Nas limpezas de final de ano, sempre acabam aparecendo algumas coisas que estavam guardadas há tanto tempo que nem me dei conta. Este ano, percebi algo que talvez seja inédito. Não sei por que demorei tanto tempo para notar. Quando começamos a organização, meu pai se preocupou com a fachada da casa: pintou o portão, poliu as pedras e deixou a janela da frente bem arejada. E eu?
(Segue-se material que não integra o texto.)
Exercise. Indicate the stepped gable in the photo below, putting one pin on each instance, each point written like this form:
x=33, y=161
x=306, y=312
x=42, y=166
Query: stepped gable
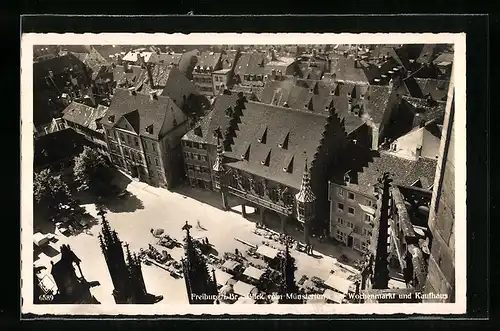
x=256, y=147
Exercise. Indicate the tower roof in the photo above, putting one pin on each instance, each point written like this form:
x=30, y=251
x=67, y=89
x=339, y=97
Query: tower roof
x=305, y=193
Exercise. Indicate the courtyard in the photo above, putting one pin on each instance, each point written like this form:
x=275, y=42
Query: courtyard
x=147, y=208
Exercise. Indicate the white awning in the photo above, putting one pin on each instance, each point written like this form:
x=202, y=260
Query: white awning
x=245, y=300
x=244, y=289
x=253, y=272
x=230, y=265
x=339, y=283
x=267, y=251
x=222, y=277
x=333, y=296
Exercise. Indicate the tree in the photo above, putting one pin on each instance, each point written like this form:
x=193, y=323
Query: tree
x=50, y=191
x=93, y=172
x=288, y=290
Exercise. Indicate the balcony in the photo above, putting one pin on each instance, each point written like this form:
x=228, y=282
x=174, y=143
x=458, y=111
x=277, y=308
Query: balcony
x=260, y=201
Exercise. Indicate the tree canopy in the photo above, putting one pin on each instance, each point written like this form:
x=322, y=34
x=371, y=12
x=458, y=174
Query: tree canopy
x=93, y=172
x=50, y=191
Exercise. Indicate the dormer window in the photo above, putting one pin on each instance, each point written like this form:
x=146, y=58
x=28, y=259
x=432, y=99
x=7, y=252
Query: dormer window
x=246, y=154
x=284, y=143
x=266, y=161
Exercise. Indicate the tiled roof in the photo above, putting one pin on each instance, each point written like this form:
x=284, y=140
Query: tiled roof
x=177, y=86
x=95, y=61
x=217, y=118
x=142, y=112
x=318, y=95
x=345, y=70
x=376, y=101
x=426, y=110
x=187, y=62
x=42, y=111
x=300, y=132
x=57, y=65
x=251, y=63
x=367, y=166
x=165, y=58
x=58, y=145
x=120, y=76
x=83, y=115
x=227, y=59
x=427, y=54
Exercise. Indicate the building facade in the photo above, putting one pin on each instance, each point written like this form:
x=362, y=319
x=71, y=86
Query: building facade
x=143, y=134
x=208, y=63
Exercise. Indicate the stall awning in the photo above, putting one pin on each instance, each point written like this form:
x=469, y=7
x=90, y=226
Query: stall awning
x=222, y=277
x=333, y=296
x=230, y=265
x=339, y=283
x=244, y=289
x=253, y=272
x=267, y=251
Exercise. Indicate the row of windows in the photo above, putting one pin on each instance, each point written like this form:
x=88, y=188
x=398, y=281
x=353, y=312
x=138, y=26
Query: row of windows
x=352, y=196
x=194, y=156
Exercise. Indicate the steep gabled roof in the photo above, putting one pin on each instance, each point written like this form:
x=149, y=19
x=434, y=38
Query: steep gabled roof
x=305, y=133
x=84, y=115
x=216, y=119
x=142, y=112
x=55, y=65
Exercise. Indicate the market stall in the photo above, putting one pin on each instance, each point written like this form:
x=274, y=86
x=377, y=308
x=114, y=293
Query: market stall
x=268, y=252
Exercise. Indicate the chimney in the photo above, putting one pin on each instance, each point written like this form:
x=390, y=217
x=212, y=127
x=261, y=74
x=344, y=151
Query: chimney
x=347, y=178
x=419, y=150
x=150, y=76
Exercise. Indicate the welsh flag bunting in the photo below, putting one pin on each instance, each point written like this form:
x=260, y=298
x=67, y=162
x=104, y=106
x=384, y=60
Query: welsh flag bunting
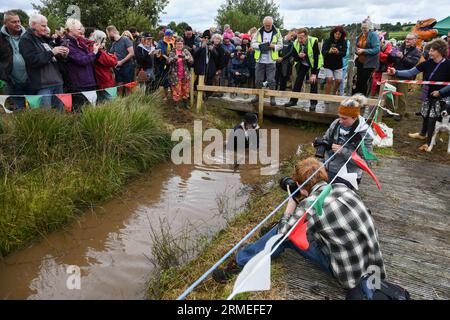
x=363, y=165
x=91, y=96
x=318, y=204
x=389, y=89
x=112, y=92
x=34, y=101
x=131, y=85
x=2, y=103
x=298, y=235
x=367, y=154
x=66, y=99
x=256, y=273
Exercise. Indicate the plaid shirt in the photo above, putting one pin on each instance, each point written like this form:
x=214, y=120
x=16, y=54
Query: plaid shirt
x=345, y=232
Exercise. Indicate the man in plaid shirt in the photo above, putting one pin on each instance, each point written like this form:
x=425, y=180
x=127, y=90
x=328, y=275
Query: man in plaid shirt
x=343, y=240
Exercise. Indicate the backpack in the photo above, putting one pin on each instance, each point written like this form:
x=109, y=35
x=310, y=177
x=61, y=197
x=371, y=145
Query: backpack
x=388, y=291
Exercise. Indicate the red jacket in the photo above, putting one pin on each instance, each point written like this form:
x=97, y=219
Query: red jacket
x=103, y=72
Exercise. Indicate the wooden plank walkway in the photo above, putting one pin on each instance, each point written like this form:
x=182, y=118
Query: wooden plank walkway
x=412, y=215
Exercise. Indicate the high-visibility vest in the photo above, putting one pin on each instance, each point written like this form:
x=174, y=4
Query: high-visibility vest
x=274, y=53
x=310, y=52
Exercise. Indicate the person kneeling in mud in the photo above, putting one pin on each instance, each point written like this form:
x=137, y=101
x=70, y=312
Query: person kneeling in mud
x=245, y=136
x=342, y=241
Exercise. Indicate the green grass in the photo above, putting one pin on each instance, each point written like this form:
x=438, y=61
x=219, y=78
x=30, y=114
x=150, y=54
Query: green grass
x=54, y=165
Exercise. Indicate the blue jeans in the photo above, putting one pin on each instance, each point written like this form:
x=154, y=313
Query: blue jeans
x=48, y=100
x=313, y=254
x=19, y=89
x=125, y=74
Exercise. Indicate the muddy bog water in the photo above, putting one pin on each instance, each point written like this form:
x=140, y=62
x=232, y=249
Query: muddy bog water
x=112, y=244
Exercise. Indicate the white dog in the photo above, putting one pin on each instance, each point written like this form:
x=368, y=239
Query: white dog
x=442, y=126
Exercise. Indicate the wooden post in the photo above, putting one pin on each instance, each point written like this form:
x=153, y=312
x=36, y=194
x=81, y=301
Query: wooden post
x=261, y=107
x=201, y=82
x=351, y=63
x=192, y=89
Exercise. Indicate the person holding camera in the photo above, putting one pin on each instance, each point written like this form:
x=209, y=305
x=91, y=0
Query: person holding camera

Corri para limpar dentro do guarda-roupa, organizei minhas gavetas, tirei o pó dos livros na estante. Ele ficou extremamente estressado porque eu não quis parar para lavar o carro. Nem mesmo dar uma duchinha. Apenas aspirei o interior; o exterior ficou para depois. Para ele, as pessoas iam achar que eu era desleixada. E eu, na minha cabeça, pensava: “Se eu deixar o carro muito limpo, ele vai começar a chamar a atenção. As pessoas vão notar que sou eu quem está dirigindo, e quem sabe até querer roubá-lo…”
Foi então que comecei a perceber como somos tão diferentes.
Enquanto ele se preocupa com a fachada da casa e gosta de mostrar a todos os vizinhos que tem netas brincando na garagem, eu sou o oposto. Sempre falo para Teozinha: “Entra, não fica aí fora, não deixa todo mundo te ver.” Minha preocupação – talvez um pouco exagerada – é com as pessoas mal-intencionadas. Sabemos como o mundo está hoje, né?
Essa diferença de perspectiva me levou de volta à adolescência, quando eu tinha 14 anos. Meu pai sempre quis me colocar em situações para se exibir. Ele me matriculou em um curso de inglês para que eu pudesse, durante as reuniões familiares e encontros com amigos, falar a língua como se estivesse recitando poesias. Ele queria que eu criasse um monólogo em inglês só para mostrar às visitas que eu sabia falar. Eu morria de vergonha e nunca quis fazer isso. Isso gerou uma grande briga, porque ele queria que eu me mostrasse, e eu, como uma boa introvertida, queria mais era me esconder.
Essa diferença nunca mudou.
Meu pai ama ir à igreja, mas não é só pela fé. Ele vai para mostrar aos outros o quanto sabe de oratória, o quanto entende, e como consegue se destacar, falando mais alto que todo mundo. Como se estivesse em um ranking superior na escada que leva aos céus.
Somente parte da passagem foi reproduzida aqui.